In summary, the method and the device of the invention discretize and map the Hash table to different areas based on the configurable MMU mapping relation, can fully utilize fragmented space and expand new storage space, and simultaneously realize dynamic change of the MMU mapping table through hardware acceleration, thereby reducing host pressure. The Hash table is managed through the partition (section), so that the overhead of a mapping table is reduced, continuous address intervals are fragmented, discrete space is utilized more effectively, and the space utilization rate is improved. Through dynamic configuration and optimization of NSID and corresponding section, flexible management of physical address space is realized while system read-write performance is improved, mapping of Hash table and physical address is efficiently managed, advanced operations such as Rehash are supported, and flexibility and expansibility of the system are remarkably enhanced.
In the description of the present specification, a description referring to terms "one embodiment," "some embodiments," "examples," "specific examples," or "some examples," etc., means that a particular feature, structure, material, or characteristic described in connection with the embodiment or example is included in at least one embodiment or example of the present application. Furthermore, the particular features, structures, materials, or characteristics described may be combined in any suitable manner in any one or more embodiments or examples. Furthermore, the different embodiments or examples described in this specification and the features of the different embodiments or examples may be combined and combined by those skilled in the art without contradiction.
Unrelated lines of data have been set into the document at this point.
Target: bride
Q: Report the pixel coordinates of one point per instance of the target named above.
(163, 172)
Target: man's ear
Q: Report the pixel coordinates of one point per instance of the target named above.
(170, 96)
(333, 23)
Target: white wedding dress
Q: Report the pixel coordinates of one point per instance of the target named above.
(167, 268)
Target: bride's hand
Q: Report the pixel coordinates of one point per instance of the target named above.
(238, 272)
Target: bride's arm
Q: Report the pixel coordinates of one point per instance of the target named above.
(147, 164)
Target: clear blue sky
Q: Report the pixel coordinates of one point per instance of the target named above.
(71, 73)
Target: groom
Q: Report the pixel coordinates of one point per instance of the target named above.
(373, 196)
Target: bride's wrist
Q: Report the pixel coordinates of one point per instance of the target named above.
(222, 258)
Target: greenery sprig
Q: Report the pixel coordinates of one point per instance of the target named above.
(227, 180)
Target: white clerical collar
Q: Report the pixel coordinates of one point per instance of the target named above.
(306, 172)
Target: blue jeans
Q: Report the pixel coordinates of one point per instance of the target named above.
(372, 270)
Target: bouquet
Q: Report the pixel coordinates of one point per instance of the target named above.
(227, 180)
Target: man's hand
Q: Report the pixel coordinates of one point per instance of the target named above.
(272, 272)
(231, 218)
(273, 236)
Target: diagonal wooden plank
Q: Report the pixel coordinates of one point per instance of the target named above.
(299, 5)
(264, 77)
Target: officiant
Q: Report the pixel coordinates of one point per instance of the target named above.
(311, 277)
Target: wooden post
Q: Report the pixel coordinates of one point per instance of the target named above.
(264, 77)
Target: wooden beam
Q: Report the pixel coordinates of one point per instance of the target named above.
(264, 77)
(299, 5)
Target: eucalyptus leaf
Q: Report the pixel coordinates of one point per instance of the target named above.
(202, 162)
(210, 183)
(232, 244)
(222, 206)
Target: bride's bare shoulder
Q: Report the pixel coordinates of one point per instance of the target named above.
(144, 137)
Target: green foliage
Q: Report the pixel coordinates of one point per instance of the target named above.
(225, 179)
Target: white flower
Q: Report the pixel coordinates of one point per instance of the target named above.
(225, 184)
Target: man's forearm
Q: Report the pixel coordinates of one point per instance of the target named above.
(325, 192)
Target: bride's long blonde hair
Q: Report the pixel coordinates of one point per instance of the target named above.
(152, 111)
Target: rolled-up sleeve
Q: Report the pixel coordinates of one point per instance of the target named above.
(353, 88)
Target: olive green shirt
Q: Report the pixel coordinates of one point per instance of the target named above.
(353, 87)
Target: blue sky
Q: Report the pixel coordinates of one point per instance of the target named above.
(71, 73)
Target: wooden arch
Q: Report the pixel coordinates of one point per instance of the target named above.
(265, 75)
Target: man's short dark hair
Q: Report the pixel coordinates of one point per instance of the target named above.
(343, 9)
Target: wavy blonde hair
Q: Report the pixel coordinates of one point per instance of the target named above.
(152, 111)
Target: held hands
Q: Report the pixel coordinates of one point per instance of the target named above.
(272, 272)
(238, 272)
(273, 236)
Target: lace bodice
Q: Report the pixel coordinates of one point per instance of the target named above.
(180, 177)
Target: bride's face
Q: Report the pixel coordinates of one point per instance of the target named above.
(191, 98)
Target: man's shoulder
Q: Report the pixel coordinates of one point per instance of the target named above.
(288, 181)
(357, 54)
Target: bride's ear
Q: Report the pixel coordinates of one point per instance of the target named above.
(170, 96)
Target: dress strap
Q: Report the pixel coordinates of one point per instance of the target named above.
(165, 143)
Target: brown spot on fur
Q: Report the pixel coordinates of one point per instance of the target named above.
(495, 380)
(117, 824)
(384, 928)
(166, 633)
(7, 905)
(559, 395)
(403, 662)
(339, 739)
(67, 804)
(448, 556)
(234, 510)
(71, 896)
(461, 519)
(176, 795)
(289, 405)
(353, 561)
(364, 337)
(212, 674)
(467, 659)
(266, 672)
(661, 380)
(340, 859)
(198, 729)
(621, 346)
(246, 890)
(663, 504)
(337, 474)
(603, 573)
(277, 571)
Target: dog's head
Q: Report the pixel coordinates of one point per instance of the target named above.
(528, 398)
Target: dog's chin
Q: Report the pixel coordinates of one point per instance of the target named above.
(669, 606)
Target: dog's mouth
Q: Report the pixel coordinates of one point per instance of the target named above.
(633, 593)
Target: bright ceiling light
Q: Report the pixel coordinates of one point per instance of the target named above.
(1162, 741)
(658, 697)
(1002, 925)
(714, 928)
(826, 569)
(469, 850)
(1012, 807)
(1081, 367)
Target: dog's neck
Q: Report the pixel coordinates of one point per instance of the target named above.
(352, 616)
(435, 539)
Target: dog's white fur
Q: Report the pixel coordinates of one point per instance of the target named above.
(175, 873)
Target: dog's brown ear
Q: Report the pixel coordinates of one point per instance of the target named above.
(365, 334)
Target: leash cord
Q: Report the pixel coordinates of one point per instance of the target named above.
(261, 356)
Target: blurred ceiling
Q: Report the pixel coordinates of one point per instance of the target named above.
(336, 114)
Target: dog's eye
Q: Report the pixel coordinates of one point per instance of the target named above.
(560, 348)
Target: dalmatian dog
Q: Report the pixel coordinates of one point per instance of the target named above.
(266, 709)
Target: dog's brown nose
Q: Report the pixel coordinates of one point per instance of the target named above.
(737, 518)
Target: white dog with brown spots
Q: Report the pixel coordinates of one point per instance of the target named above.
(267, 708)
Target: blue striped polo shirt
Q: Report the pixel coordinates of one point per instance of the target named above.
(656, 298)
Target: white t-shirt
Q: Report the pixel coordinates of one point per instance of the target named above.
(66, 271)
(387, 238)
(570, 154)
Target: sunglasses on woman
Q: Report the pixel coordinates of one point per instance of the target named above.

The terms "first," "second," and the like, are used for descriptive purposes only and are not to be construed as indicating or implying relative importance or implicitly indicating the number of technical features indicated. Thus, a feature defining "a first" or "a second" may explicitly or implicitly include at least one such feature. In the description of the present application, the meaning of "a plurality" is two or more, unless explicitly defined otherwise.
In addition, each functional unit in the embodiments of the present application may be integrated in one processing module, or each unit may exist alone physically, or two or more units may be integrated in one module. The integrated modules may be implemented in hardware or in software functional modules.
The foregoing is merely illustrative of the present application, and the present application is not limited thereto, and any person skilled in the art will readily recognize that various changes and substitutions are possible within the scope of the present application. Therefore, the protection scope of the application is subject to the protection scope of the claims.